A shocking new directive bans Capitol Hill reporters from interviewing senators without advance permission from the Rules Committee.
As the Senate prepares to pass an Obamacare repeal bill in secret, Capitol hill reporters were told Tuesday they can no longer film interviews with senators in the hallway, as they've been doing every day for years.
The new conditions are striking. Not only does the senator being interviewed have to consent in advance, but the Senate Rules Committee must give permission for the conversation to take place.
As Democratic Sen. Chris Murphy of Connecticut noted, the timing is quite suspicious:
Maybe not the right moment to lower the secrecy veil on Congress. To whoever is trying to protect Senators - we can fend for ourselves. https://t.co/YSbTuaIZKV
— Chris Murphy (@ChrisMurphyCT) June 13, 2017
Reporters responded with immediate outrage, as the unprecedented move affects much of the standard coverage on Capitol Hill.
Senate Rules Committee and @SenateSAA trying to SHUT DOWN press access in halls. No more staking out hearings without permission. Not OK.

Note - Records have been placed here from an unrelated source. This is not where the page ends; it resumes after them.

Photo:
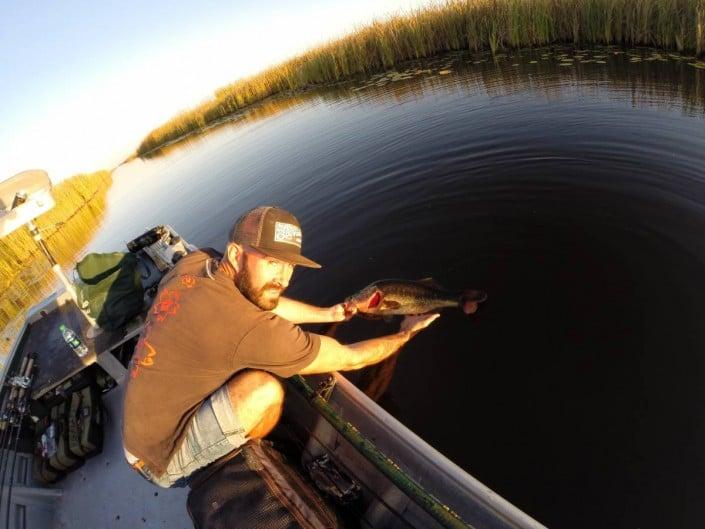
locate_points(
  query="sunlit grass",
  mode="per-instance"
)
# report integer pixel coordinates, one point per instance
(456, 25)
(24, 271)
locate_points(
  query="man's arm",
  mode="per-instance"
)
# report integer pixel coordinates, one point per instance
(334, 356)
(298, 312)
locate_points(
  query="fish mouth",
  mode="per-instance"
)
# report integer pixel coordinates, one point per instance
(374, 300)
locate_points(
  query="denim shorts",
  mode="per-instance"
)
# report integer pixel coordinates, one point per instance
(214, 431)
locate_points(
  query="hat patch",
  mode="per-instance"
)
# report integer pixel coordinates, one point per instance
(287, 233)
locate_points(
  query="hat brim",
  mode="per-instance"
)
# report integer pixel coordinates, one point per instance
(289, 257)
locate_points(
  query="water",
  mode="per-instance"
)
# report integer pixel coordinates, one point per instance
(574, 195)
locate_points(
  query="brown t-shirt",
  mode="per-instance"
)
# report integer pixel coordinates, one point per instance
(200, 332)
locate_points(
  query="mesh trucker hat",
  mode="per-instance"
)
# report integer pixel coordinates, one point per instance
(274, 232)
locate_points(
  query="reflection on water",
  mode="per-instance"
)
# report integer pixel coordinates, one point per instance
(570, 189)
(25, 273)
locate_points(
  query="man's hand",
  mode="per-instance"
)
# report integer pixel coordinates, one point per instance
(342, 312)
(415, 324)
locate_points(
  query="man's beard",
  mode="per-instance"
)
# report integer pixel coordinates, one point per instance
(258, 296)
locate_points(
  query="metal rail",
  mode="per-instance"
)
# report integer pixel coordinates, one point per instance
(434, 507)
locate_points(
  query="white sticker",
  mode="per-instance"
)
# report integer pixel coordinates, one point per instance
(287, 233)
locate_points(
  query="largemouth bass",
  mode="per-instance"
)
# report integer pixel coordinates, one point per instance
(391, 297)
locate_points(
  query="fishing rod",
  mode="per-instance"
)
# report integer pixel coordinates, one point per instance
(20, 412)
(3, 422)
(8, 420)
(6, 425)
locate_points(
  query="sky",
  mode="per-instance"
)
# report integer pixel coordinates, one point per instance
(82, 82)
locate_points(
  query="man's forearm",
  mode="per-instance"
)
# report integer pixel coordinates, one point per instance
(377, 349)
(334, 356)
(299, 312)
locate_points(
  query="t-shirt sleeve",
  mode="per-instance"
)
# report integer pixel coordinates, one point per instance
(278, 346)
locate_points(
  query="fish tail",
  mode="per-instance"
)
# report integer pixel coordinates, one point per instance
(470, 298)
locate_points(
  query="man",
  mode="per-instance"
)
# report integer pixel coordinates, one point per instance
(202, 377)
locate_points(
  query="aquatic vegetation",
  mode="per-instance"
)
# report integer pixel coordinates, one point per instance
(471, 25)
(24, 271)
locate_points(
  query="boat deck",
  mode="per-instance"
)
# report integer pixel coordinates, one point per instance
(56, 361)
(105, 492)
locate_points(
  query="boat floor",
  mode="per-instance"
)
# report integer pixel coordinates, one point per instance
(105, 492)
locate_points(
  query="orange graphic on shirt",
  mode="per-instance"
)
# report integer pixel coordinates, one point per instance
(143, 357)
(188, 281)
(166, 305)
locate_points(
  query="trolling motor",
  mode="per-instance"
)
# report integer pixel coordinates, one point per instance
(23, 198)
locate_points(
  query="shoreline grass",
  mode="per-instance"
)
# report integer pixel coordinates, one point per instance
(472, 25)
(24, 271)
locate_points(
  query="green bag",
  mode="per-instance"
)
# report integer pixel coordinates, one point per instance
(112, 289)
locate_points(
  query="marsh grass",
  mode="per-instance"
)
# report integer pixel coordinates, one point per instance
(24, 271)
(455, 25)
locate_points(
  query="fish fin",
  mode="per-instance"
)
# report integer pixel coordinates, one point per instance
(470, 299)
(430, 282)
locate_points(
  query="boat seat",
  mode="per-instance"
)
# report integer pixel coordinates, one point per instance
(256, 488)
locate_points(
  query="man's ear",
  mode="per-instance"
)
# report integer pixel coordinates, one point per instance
(233, 253)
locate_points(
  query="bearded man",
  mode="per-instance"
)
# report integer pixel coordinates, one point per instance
(203, 379)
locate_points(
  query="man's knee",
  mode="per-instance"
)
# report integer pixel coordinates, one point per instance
(255, 396)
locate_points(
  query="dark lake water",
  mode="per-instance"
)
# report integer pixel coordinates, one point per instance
(573, 193)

— Manu Raju (@mkraju) June 13, 2017
Bloomberg reporter Kevin Cirilli complained about his sudden lack of access as well:
I was just told I cannot stand outside of the Budget Committee hearing room to interview lawmakers. https://t.co/gBdkztGLfO
— Kevin Cirilli (@kevcirilli) June 13, 2017
The Senate Radio TV Press Gallery directive also bans unapproved liveshots and stakeouts, as well as hallway interviews.
NBC senior reporter Kasie Hunt responded to the news by tweeting out the Capitol phone number and a request for Americans to call for journalists to be allowed to hold elected representatives accountable.
Do YOU want to see journalists hold your elected representatives accountable? Call the Capitol and say so: 202-224-6352 https://t.co/hTuOioMH87
— Kasie Hunt (@kasie) June 13, 2017
In a week like this, where the health care of 23 million Americans hangs in the balance, accountability and transparency could not be more important.